WICHITA, Kan. (KSNW) – A group called ‘Justice for Floyd’ held a peaceful protest rally Saturday at the Wichita Police Department’s Patrol North Bureau on East 21st Street to bring awareness to police brutality. The peaceful rally began around 1 p.m.
“I am tired of seeing what could possibly be my son, my brother, my nephew, that they possibly couldn’t come home,” said Kimberly Parker, protester.
George Floyd died while in the custody of Minneapolis police. The officer who was seen on video kneeling on the neck of Floyd was arrested Friday.
While the protest was inspired by Floyd, protesters were asking for change on what they say is decades of mistreatment to the black community.
“I know what it is to be followed and to be unjustly stopped or told you fit the description when all you are trying to do is go to work,” said Cameo Profit.
“I’ve seen KKK with their sheets and caps on and what is happening is people are sick and tired of being sick and tired,” said Karen Cayce.
The rally brought people from many races, backgrounds, and ages.
“I have a little brother and he is African American and it is really important for me to keep him safe. So we need to end it before it gets worse,” said 11-year-old Ta’lyiah Lewis.
Organizers say gathering peacefully is necessary to not distract from the message. During the event, organizers passed out facemasks to those in attendance.

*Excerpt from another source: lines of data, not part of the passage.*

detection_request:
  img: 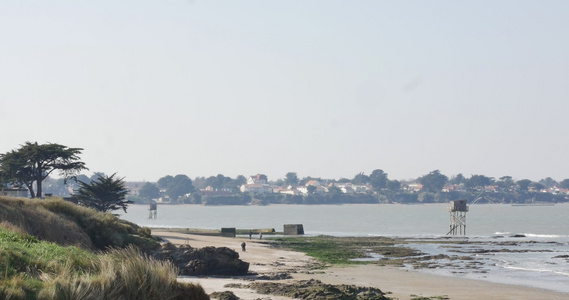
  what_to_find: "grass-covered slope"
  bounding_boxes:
[0,197,209,300]
[0,197,158,250]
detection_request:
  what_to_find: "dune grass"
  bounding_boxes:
[0,197,158,250]
[0,197,209,300]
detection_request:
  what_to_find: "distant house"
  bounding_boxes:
[0,187,29,198]
[340,186,356,195]
[273,186,301,195]
[200,186,232,196]
[304,180,321,187]
[240,184,273,194]
[247,174,268,184]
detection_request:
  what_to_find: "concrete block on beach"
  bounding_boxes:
[221,227,236,237]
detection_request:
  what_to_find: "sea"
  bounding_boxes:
[121,204,569,293]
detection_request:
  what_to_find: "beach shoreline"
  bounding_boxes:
[153,231,569,300]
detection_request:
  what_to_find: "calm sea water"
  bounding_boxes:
[121,204,569,293]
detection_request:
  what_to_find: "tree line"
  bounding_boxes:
[0,142,569,207]
[0,142,132,212]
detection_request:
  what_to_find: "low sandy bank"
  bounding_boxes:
[153,231,569,300]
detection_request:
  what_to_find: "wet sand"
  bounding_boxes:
[152,231,569,300]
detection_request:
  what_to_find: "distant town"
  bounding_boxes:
[3,169,569,205]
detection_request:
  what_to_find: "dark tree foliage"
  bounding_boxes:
[158,175,174,190]
[539,177,559,188]
[73,173,134,212]
[464,175,494,188]
[285,172,298,186]
[0,142,87,198]
[516,179,531,192]
[559,178,569,189]
[386,180,401,191]
[328,186,342,195]
[449,173,466,184]
[496,176,515,190]
[306,185,317,195]
[352,172,369,185]
[530,182,545,191]
[419,170,448,193]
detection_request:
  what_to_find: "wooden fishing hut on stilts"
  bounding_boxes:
[446,200,468,235]
[148,203,158,219]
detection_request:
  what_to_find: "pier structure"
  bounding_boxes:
[446,200,468,235]
[148,203,158,219]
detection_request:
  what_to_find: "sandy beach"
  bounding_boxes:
[153,231,569,300]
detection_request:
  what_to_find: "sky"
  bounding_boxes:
[0,0,569,181]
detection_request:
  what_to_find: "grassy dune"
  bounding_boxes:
[0,197,209,300]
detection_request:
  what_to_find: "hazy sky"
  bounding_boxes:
[0,0,569,181]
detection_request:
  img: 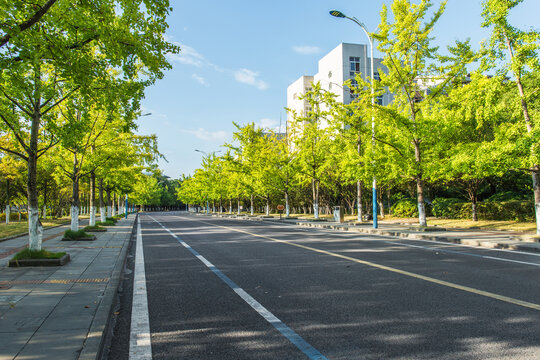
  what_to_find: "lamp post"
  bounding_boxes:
[330,10,379,229]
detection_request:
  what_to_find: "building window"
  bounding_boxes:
[349,56,360,73]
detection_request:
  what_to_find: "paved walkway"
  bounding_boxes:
[213,214,540,252]
[0,215,135,360]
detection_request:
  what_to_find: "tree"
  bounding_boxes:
[130,174,163,206]
[374,0,472,226]
[290,83,335,219]
[0,0,178,250]
[482,0,540,235]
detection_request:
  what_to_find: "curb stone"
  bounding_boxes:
[78,214,139,360]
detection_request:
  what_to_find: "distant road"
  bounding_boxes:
[110,213,540,360]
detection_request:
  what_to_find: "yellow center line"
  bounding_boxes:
[191,219,540,310]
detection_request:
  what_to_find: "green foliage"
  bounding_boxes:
[391,198,418,218]
[64,229,92,239]
[485,191,530,202]
[432,200,535,221]
[13,248,66,260]
[0,211,28,222]
[96,220,116,226]
[432,198,463,219]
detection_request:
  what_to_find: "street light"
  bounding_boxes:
[330,10,379,229]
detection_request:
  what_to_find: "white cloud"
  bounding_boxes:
[167,42,207,67]
[166,37,268,90]
[191,74,210,86]
[234,69,268,90]
[292,45,322,55]
[181,128,228,141]
[255,118,280,132]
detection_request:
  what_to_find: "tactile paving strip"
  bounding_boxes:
[0,277,110,289]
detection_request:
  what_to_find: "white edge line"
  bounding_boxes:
[129,217,152,360]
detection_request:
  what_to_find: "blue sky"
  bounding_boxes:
[138,0,540,178]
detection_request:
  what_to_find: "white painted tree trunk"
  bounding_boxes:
[71,206,79,231]
[89,206,96,226]
[418,203,427,226]
[28,207,43,251]
[534,203,540,235]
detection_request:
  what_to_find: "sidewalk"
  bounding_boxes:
[206,214,540,253]
[0,214,135,360]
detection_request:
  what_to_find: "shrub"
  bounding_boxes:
[432,198,463,219]
[434,200,535,221]
[486,191,529,202]
[64,229,91,239]
[391,199,418,218]
[96,220,116,226]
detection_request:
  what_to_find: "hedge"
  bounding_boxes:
[433,199,535,221]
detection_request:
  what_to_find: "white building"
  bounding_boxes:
[287,43,391,120]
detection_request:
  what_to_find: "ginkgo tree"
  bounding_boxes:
[0,0,178,250]
[482,0,540,235]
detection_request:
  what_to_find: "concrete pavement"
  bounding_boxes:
[0,215,135,360]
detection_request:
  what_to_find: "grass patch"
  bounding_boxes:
[13,248,66,260]
[64,229,92,239]
[83,225,107,231]
[0,217,71,239]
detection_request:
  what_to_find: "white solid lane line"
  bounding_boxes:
[129,217,152,360]
[148,215,328,360]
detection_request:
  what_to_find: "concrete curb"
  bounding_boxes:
[78,214,139,360]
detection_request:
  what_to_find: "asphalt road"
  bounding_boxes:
[104,213,540,360]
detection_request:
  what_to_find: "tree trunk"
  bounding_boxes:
[311,180,319,219]
[89,170,96,226]
[532,172,540,235]
[285,191,291,217]
[71,153,81,231]
[356,180,364,222]
[377,188,384,219]
[413,140,427,226]
[99,179,107,222]
[41,179,47,219]
[6,180,11,225]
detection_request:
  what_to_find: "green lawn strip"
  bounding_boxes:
[0,218,71,239]
[96,220,116,226]
[83,225,107,231]
[64,229,92,239]
[12,248,66,260]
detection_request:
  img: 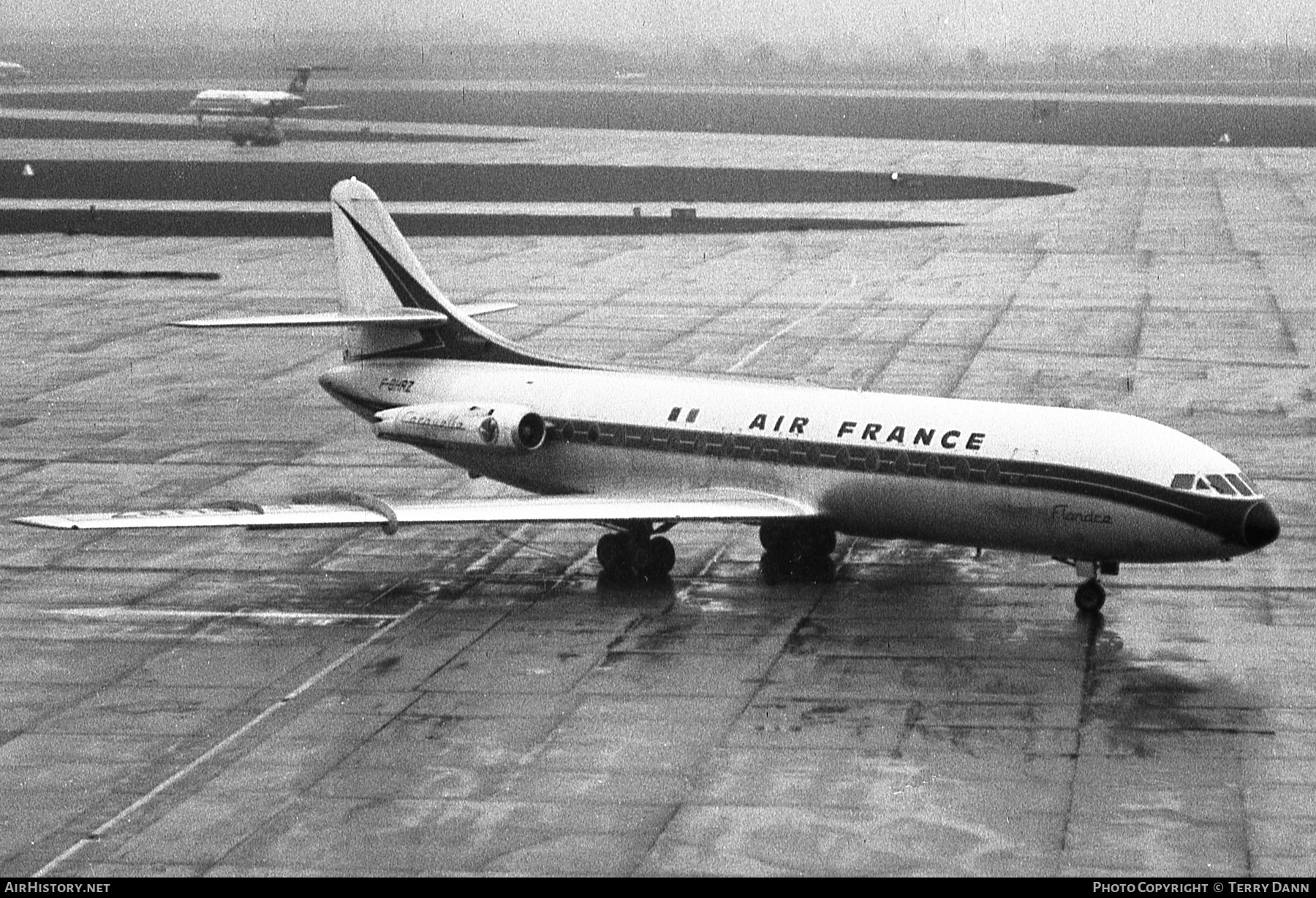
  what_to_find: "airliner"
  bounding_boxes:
[187,66,341,146]
[18,179,1279,614]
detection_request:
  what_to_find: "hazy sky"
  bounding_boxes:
[15,0,1316,46]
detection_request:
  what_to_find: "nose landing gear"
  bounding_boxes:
[1066,561,1120,614]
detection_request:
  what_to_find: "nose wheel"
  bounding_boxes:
[1074,577,1105,614]
[595,524,676,579]
[1056,558,1120,614]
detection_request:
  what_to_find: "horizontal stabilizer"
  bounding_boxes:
[174,308,447,328]
[171,303,516,328]
[15,490,819,531]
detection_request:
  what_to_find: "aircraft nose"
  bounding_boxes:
[1242,502,1279,549]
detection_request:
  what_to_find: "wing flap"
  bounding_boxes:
[15,491,819,531]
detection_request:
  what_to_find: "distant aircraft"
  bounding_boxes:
[18,179,1279,612]
[187,66,342,146]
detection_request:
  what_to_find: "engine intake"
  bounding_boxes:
[375,403,549,452]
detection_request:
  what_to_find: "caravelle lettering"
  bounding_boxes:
[1051,505,1112,524]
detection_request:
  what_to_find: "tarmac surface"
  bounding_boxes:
[0,88,1316,877]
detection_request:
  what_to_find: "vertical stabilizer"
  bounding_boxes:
[288,66,316,96]
[329,178,441,355]
[329,178,578,367]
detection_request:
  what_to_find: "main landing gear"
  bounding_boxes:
[1061,558,1120,614]
[595,521,676,579]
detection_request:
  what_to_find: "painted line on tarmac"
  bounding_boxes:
[33,581,426,878]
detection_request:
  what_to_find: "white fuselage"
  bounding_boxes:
[188,89,306,118]
[313,358,1273,562]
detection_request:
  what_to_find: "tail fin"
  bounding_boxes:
[329,178,578,367]
[288,66,316,96]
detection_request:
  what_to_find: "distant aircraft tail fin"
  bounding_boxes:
[329,178,575,367]
[288,66,316,96]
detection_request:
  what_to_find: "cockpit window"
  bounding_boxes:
[1170,474,1260,497]
[1207,474,1236,497]
[1225,474,1257,497]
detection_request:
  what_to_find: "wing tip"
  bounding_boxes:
[13,515,77,531]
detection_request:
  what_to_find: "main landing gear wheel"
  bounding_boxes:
[1074,577,1105,614]
[595,528,676,579]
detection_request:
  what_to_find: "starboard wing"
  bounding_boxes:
[15,490,819,531]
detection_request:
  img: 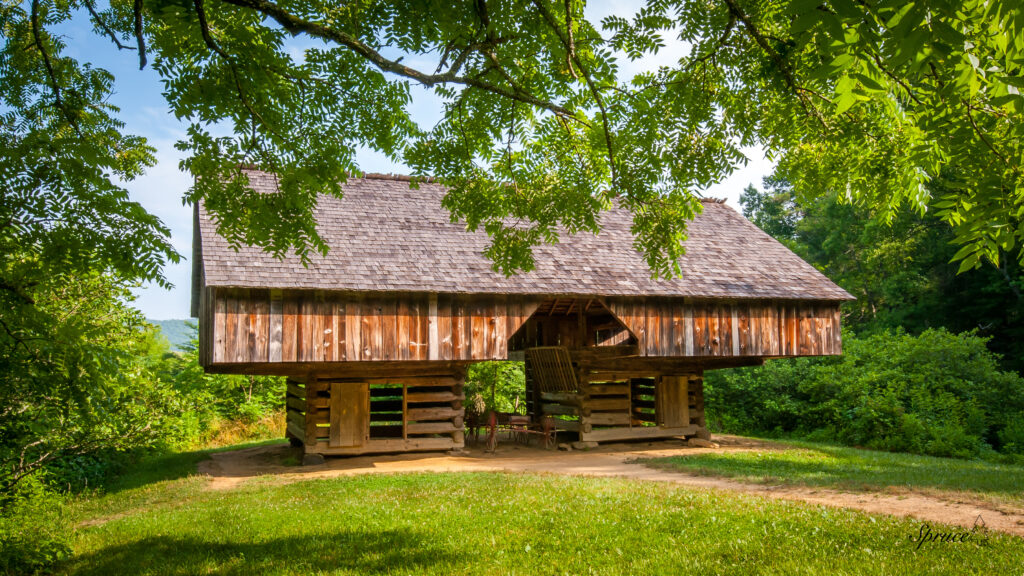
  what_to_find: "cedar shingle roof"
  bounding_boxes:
[193,172,852,301]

The peaceful rally started with a prayer and was followed by several speeches from Police Chief Gordon Ramsey, Senator Oletha Faust-Goudeau, Mayor Brandon Whipple, and several other leaders around the community.
Governor Laura Kelly taking to social media saying.
“The death of George Floyd was unnecessary and preventable. My deepest condolences are with Mr. Floyd’s family, friends, and his community, who have all been impacted by this tragedy.”
Hundreds of demonstrators held signs reading, “Black lives matter, I can’t breathe, I am not a threat.”
Rally organizers say they are proud of the turnout and the peaceful manner that attendees kept. They are reminding people that action must continue.
“It doesn’t stop here, you can’t just rally one time and think it’s going to change. You gotta do the work,” said Precious Smith, rally organizer.